TodaysVerse.net
But I would have you know, that the head of every man is Christ; and the head of the woman is the man; and the head of Christ is God.
King James Version

Meaning

This verse comes from a letter the apostle Paul wrote to the early Christian church in Corinth, a diverse and sometimes divided community in ancient Greece. Paul is explaining a principle of relational order he sees reflected in both creation and in the nature of God himself. He describes a kind of structure: God is the "head" of Christ, Christ is the "head" of every man, and man is the "head" of woman. The word head in this context carries ideas of both source and authority, though scholars have long debated the exact weight of each. It's worth noting that Paul elsewhere writes that in Christ "there is neither male nor female" (Galatians 3:28), and that Christ — called head here — is the same one who said he came not to be served, but to serve. This verse has generated significant and ongoing debate throughout Christian history.

Prayer

Jesus, you hold all authority and yet you knelt. Teach me what that looks like in my own relationships. Where I lead, let me serve. Where I struggle under authority, give me wisdom — and protect me from anything that distorts your image. Amen.

Reflection

This is one of the verses that makes people uncomfortable — and honestly, probably should. It raises immediate questions: Does this mean women are less valuable? Does authority mean dominance? And why does Paul even mention that God is the head of Christ, as if Christ is somehow lesser? Theologians have wrestled with those questions for centuries without landing in the same place, and there's no interpretation that satisfies everyone. But notice where the verse starts: not with male and female, but with God and Christ. And what we know about that relationship is that it was defined not by control, but by love, sacrifice, and the laying down of power. Whatever headship means here, the model given is Christ — who knelt in the dirt to wash his disciples' feet, who wept at a friend's tomb, who let himself be executed rather than force his authority on anyone. If anyone uses this verse to justify control over another person, they've picked the wrong model. And if you've been on the receiving end of authority that looked nothing like Jesus — domineering, self-serving, silencing — your anger at that is not a failure of faith. It's a recognition that something has been badly distorted. The call for anyone in a position of authority is the same uncomfortable one: lead the way Christ did. That standard is not a comfortable one.

Discussion Questions

1

What is your gut reaction when you read this verse, and where do you think that reaction comes from — your personal experiences, your culture, your theology, or something else?

2

Paul uses the word head to describe God's relationship to Christ and a man's relationship to a woman. What does Christ's own example as head actually tell us about what authority is supposed to look like in practice?

3

This verse has historically been used both to oppress and to protect people.

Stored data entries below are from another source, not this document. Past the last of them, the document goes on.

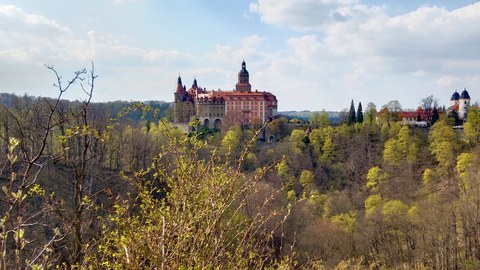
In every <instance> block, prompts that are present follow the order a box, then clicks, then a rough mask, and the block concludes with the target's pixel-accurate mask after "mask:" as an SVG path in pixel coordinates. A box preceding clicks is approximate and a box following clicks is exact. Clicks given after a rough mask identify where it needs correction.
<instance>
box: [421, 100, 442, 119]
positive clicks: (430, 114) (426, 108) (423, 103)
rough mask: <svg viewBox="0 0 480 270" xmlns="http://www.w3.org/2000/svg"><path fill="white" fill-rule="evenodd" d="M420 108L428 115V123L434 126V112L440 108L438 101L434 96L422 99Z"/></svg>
mask: <svg viewBox="0 0 480 270" xmlns="http://www.w3.org/2000/svg"><path fill="white" fill-rule="evenodd" d="M420 106H421V108H422V109H423V110H425V112H426V113H427V121H429V122H430V123H431V124H432V125H433V124H434V123H432V116H433V110H434V108H436V107H438V99H437V98H435V97H434V96H433V95H430V96H428V97H426V98H422V100H421V101H420ZM437 120H438V119H437Z"/></svg>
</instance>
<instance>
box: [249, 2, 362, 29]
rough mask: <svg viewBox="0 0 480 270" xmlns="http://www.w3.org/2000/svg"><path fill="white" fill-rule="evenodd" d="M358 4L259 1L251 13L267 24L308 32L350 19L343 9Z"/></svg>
mask: <svg viewBox="0 0 480 270" xmlns="http://www.w3.org/2000/svg"><path fill="white" fill-rule="evenodd" d="M356 3H358V1H357V0H297V1H289V0H280V1H279V0H257V2H256V3H251V4H250V11H251V12H253V13H258V14H259V15H260V17H261V19H262V21H264V22H266V23H270V24H275V25H280V26H286V27H290V28H292V29H295V30H300V31H308V30H321V29H323V27H324V26H325V25H328V24H330V23H332V22H338V21H344V20H346V19H348V16H346V15H348V14H344V13H343V12H342V9H343V7H345V6H349V5H353V4H356Z"/></svg>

How do you discern when a biblical teaching is being applied faithfully versus being twisted to serve someone's own interests?

4

If you hold authority in any relationship — as a parent, a spouse, a manager, or a leader — how does the model of Christ's servant leadership challenge or change how you actually exercise that authority?

5

What would it look like, concretely and practically, for the people under your care or leadership to genuinely experience authority as something that serves them rather than controls them?